A couple of weeks ago, a prospective client called me to ask some basic questions about the federal trademark registration process and its associated costs. We started talking about the trademark he wanted to adopt and the products with which he intended to use the mark. Of course, one of the first things we discussed was the necessity of conducting a comprehensive federal trademark search to learn whether another individual or entity already owns an existing federal registration for an identical or confusingly similar trademark. Not unlike many other clients, he informed me that he had already conducted a search of his mark using the search tool provided by the United States Patent and Trademark Office on its website (www.uspto.gov) and that he fortunately “didn’t find anything.”
I cringe every time prospective clients tell me they “didn’t find anything” after using the Trademark Office’s search tool because I know from experience how weak and unreliable that tool is. This type of search will most often not catch variations of words, common misspellings, novel or intentional misspellings, verb conjugations, etc. The Trademark Office’s search tool is really only for finding identical trademarks, which I always encourage my clients to do prior to hiring me to conduct a more comprehensive federal trademark search to find confusingly similar marks (which is the legal standard for trademark infringement). Clearly, there is little reason for me to perform my search if their search already revealed an obvious obstacle to registering and/or using their trademark.

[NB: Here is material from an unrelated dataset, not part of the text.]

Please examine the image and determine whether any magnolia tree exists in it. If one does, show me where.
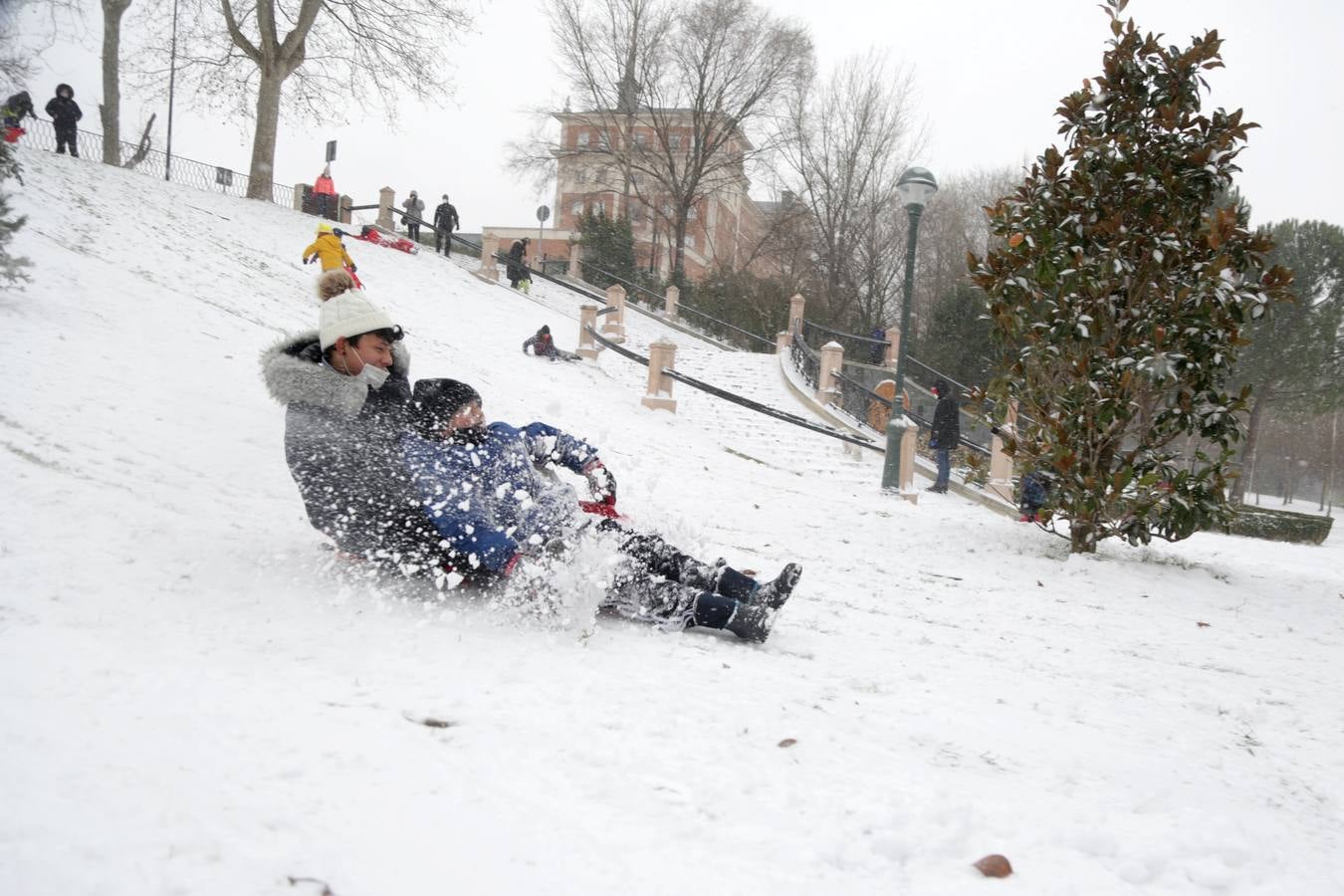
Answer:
[968,0,1291,553]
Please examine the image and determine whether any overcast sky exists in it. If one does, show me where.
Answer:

So, I begin to explain to my prospective client that it really isn’t a good idea to solely rely on the search results generated by the Trademark Office and that a more comprehensive search is something that he should strongly consider. Not surprisingly, he was reluctant to spend the $250 I charge to perform such a search using proprietary software for which I pay an incredibly outrageous subscription fee to use (seriously, it’s highway robbery). As a start-up business, he was operating on a very tight budget and he felt that his clearance search was sufficient. But, after reminding him that a $250 trademark search is at least 100 times less expensive than having to defend a trademark infringement suit (not to mention the money he would waste by filing a trademark application just to be rejected on the basis of another registered mark that would have been revealed in my search), he made the wise decision to spend the $250.

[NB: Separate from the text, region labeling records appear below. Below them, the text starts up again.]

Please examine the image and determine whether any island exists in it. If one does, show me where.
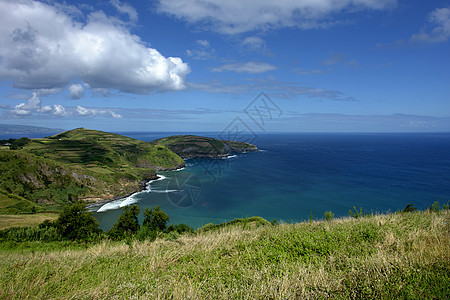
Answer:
[0,128,258,214]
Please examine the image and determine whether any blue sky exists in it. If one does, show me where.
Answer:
[0,0,450,132]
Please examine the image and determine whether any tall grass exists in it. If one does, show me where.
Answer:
[0,210,450,299]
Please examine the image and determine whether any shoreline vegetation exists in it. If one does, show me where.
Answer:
[0,128,258,215]
[0,202,450,299]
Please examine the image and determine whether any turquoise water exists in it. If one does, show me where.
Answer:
[92,133,450,230]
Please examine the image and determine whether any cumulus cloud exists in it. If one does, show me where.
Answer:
[211,61,276,74]
[69,84,84,99]
[11,92,68,117]
[76,106,122,119]
[53,104,68,117]
[0,0,190,94]
[410,6,450,43]
[157,0,397,34]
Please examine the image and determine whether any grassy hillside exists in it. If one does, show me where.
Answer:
[152,135,258,158]
[0,128,184,214]
[0,210,450,299]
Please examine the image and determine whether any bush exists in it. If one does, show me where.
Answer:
[106,204,140,240]
[55,201,102,240]
[142,205,169,231]
[0,227,63,243]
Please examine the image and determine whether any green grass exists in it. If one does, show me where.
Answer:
[0,213,58,230]
[0,210,450,299]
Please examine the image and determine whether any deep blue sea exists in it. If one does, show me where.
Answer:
[88,133,450,230]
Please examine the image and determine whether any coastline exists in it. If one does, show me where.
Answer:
[87,163,186,212]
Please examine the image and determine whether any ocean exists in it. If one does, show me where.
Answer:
[91,132,450,230]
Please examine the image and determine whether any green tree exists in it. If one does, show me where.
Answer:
[56,201,101,240]
[107,204,140,240]
[143,205,169,231]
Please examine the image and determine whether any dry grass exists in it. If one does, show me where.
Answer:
[0,213,58,230]
[0,211,450,299]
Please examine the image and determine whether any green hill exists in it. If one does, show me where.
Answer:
[152,135,258,159]
[0,128,184,213]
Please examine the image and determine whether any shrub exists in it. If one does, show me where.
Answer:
[324,210,334,221]
[167,224,194,233]
[402,203,417,212]
[348,206,367,219]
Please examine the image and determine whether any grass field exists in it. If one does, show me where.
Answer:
[0,213,58,230]
[0,210,450,299]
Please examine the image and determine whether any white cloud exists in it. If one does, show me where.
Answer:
[410,6,450,43]
[110,0,138,22]
[0,0,190,94]
[76,106,122,119]
[241,36,272,56]
[69,84,84,99]
[53,104,68,117]
[157,0,397,34]
[211,61,276,74]
[109,111,122,119]
[77,105,94,116]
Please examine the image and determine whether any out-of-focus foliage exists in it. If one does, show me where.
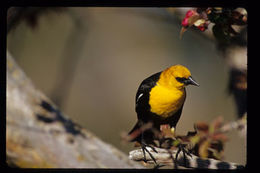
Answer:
[180,7,247,43]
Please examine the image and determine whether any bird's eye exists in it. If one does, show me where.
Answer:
[176,77,187,83]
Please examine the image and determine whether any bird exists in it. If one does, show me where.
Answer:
[128,64,199,149]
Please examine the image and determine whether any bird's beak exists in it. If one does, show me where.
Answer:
[188,76,200,86]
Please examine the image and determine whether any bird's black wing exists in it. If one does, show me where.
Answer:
[135,72,162,122]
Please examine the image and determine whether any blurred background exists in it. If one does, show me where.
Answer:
[7,7,246,164]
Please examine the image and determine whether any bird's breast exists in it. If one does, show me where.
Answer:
[149,85,186,118]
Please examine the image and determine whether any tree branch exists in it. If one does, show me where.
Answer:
[129,147,244,169]
[6,52,142,168]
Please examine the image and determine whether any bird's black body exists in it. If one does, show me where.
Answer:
[129,72,186,144]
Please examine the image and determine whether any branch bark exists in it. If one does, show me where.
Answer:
[129,147,244,169]
[6,52,143,168]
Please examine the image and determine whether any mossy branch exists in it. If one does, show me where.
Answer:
[6,52,142,168]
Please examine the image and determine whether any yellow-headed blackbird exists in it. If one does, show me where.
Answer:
[128,65,199,145]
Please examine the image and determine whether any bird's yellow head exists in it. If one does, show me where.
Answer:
[160,65,199,89]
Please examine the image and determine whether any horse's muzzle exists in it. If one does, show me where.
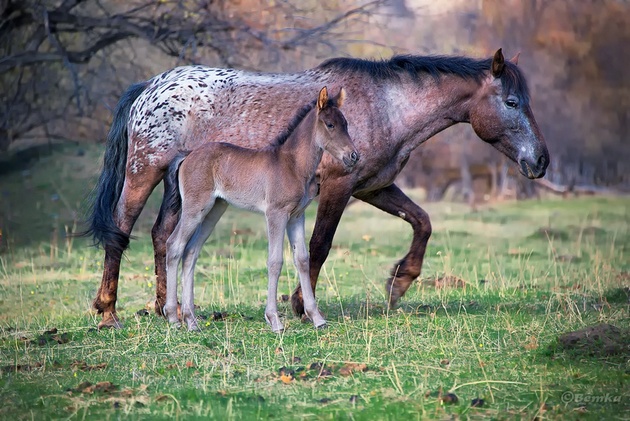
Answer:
[343,151,359,171]
[518,154,549,180]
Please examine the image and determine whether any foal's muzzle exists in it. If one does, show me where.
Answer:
[343,151,359,170]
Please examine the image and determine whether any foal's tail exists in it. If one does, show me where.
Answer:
[163,151,190,217]
[82,81,148,254]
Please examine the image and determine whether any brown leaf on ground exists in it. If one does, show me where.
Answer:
[77,382,118,394]
[2,362,42,373]
[212,311,228,321]
[524,336,538,351]
[280,374,295,384]
[339,363,367,377]
[440,393,459,404]
[70,361,107,371]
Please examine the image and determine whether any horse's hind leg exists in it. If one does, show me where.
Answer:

Although I obviously cannot reveal the exact trademark on which I conducted my search due to attorney-client confidentiality, the following situation nicely illustrates what actually occurred with my client’s search. Let’s say hypothetically that my client’s trademark was CLIFF JUMP and that he wanted to use the trademark for classes and seminars in the fields of personal and organizational growth and development. When you type CLIFF JUMP into the Trademark Office’s search system, you get the following screen indicating that no records match the search query:
So, my client was technically correct in that he “didn’t find anything.” He just spent 250 bucks for me to tell him what he already knew, right? Not at all. My more comprehensive search revealed two registrations owned by the same company for the mark CLIFF JUMPING (Reg. Nos. 3672445 and 2761445), both of which are registered for educational services in the fields of personal and organizational growth and development. Unquestionably, the Trademark Office would refuse registration of my client’s CLIFF JUMP mark on the basis that it is likely to cause confusion with these registrations for CLIFF JUMPING. In addition, there is the possibility that the owner of these registrations would challenge my client’s use of the CLIFF JUMP trademark if he commenced use of it in connection with his services. Probably not a winning case for my client, wouldn’t you agree?
I think being told bad news about the results of a trademark search is a bittersweet moment for many people looking to adopt a brand new trademark. Many people who come to me already have their heart set on a particular trademark and are extremely disappointed to hear that their mark is unavailable. But, on the other hand, I think they’re also relieved to know that they didn’t invest thousands of dollars into developing and marketing a problematic trademark. Well, that’s of course assuming they hired a trademark attorney to clear their mark before creating labels, product packaging, websites, signage, business cards, and advertisements.
So, it’s back to the drawing board for my client, which maybe is not such a bad place to be considering where he could have been had he imprudently chose to rely on the search he conducted himself.